Invasion of the soul snatchers

by Tom Sullivan

Someone might want to check if there are alien seed pods on the White House lawn. Pod people is somehow a less worrisome explanation for Office of Management and Budget Director Mick Mulvaney than he and his colleagues lacking souls. Taking questions from the press yesterday, Mulvaney explained why Donald Trump's proposed budget reflects compassion. The 2018 budget would eliminate programs for the poor and unemployed, but boost spending for the military (wars being such great jobs programs).

CNN's Jim Acosta asked about cuts to Meals on Wheels and Head Start:

These are programs, Mulvaney argued, that "aren't showing any results." If feeding 80 yr-olds would get them to go back to work in the salt mines, I mean, OK. But what's the ROI in feeding them if we see no increase in GDP? Speaking for the entire United States, Mulvaney said we can't spend money anymore on programs that don't get "results." It's an actuarial, cost-benefit thing.
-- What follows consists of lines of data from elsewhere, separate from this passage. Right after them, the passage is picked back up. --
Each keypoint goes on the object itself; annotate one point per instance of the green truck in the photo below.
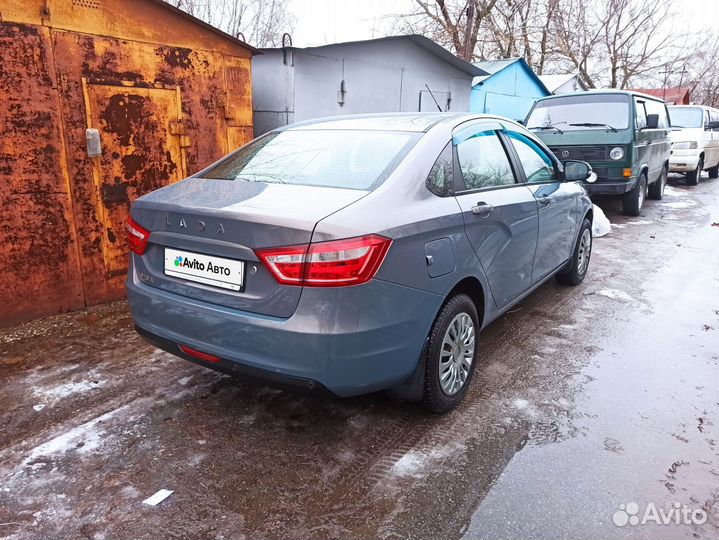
(623, 135)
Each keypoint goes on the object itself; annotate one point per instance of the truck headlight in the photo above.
(616, 153)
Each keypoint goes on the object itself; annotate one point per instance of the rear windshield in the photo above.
(581, 112)
(686, 116)
(331, 158)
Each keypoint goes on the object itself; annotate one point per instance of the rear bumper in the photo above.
(349, 340)
(609, 187)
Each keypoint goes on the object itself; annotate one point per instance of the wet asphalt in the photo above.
(584, 399)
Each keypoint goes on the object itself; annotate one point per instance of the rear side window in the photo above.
(439, 180)
(655, 107)
(538, 166)
(484, 162)
(641, 119)
(351, 159)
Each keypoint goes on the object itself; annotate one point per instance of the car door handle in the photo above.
(482, 209)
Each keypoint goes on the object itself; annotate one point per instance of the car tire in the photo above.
(656, 190)
(693, 177)
(574, 273)
(633, 201)
(441, 357)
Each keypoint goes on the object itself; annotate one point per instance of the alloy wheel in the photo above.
(456, 354)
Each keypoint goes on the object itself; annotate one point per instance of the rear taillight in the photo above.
(327, 264)
(137, 236)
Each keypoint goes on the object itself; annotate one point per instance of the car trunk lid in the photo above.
(229, 220)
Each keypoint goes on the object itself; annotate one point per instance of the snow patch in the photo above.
(600, 223)
(67, 389)
(415, 463)
(640, 222)
(680, 204)
(88, 435)
(520, 404)
(615, 294)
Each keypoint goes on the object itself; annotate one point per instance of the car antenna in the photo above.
(435, 100)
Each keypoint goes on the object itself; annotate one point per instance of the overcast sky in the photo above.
(330, 21)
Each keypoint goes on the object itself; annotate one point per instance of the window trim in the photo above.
(449, 191)
(458, 177)
(558, 166)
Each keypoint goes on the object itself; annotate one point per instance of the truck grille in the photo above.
(585, 153)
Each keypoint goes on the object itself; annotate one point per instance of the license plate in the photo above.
(206, 269)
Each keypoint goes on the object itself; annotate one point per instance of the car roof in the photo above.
(697, 106)
(412, 122)
(600, 91)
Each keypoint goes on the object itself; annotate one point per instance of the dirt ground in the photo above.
(584, 399)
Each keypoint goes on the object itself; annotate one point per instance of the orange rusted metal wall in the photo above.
(168, 95)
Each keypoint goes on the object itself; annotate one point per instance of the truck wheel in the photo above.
(577, 269)
(633, 201)
(693, 177)
(451, 354)
(656, 190)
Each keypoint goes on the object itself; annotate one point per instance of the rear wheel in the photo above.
(451, 354)
(714, 171)
(656, 190)
(578, 266)
(633, 201)
(693, 177)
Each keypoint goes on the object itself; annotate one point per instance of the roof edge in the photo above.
(207, 26)
(421, 41)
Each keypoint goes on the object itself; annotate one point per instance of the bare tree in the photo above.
(614, 42)
(452, 23)
(521, 28)
(261, 22)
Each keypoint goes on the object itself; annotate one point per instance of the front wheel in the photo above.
(633, 201)
(656, 190)
(713, 171)
(579, 264)
(693, 177)
(451, 354)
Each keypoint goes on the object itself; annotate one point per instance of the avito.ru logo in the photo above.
(678, 514)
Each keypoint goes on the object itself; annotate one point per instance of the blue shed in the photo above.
(510, 89)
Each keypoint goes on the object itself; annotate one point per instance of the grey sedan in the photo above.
(359, 253)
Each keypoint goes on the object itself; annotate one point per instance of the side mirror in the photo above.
(579, 171)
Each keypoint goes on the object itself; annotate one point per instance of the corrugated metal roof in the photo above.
(670, 95)
(493, 66)
(552, 82)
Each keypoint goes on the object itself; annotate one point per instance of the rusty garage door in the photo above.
(143, 141)
(38, 243)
No one followed up to ask what results justified spending more than $1.6 trillion in Iraq and Afghanistan since 9/11, yet in Trump's budget the Defense Department gets a 9 percent increase in its spending.

The exchange with Mulvaney continued:
Acosta: You were talking about the steel worker in Ohio and the coal miner in Pennsylvania and so on. But those workers may have an elderly mother who depends on the Meals on Wheels program, who may have kids in Head Start. And yesterday or the day before you described this as a 'hard power budget' but is it also a hard-hearted budget?

Mulvaney: I don't think so. I think it's probably one of the most compassionate things we can do to—

Acosta: Cutting programs that help the elderly?

Mulvaney: You're only focusing on half of the equation, right? You're focusing on recipients of the money. We're focusing on recipients of the money and people who give us the money in the first place. I think it's fairly compassionate to go to them and say, look, we're not going to ask you for your hard-earned money anymore. Single mom of two in Detroit, OK, “Give us your money!” We're not going to do that anymore unless we can—please let me finish. Unless we can guarantee that money will be used in a proper function. That is about as compassionate as you can get.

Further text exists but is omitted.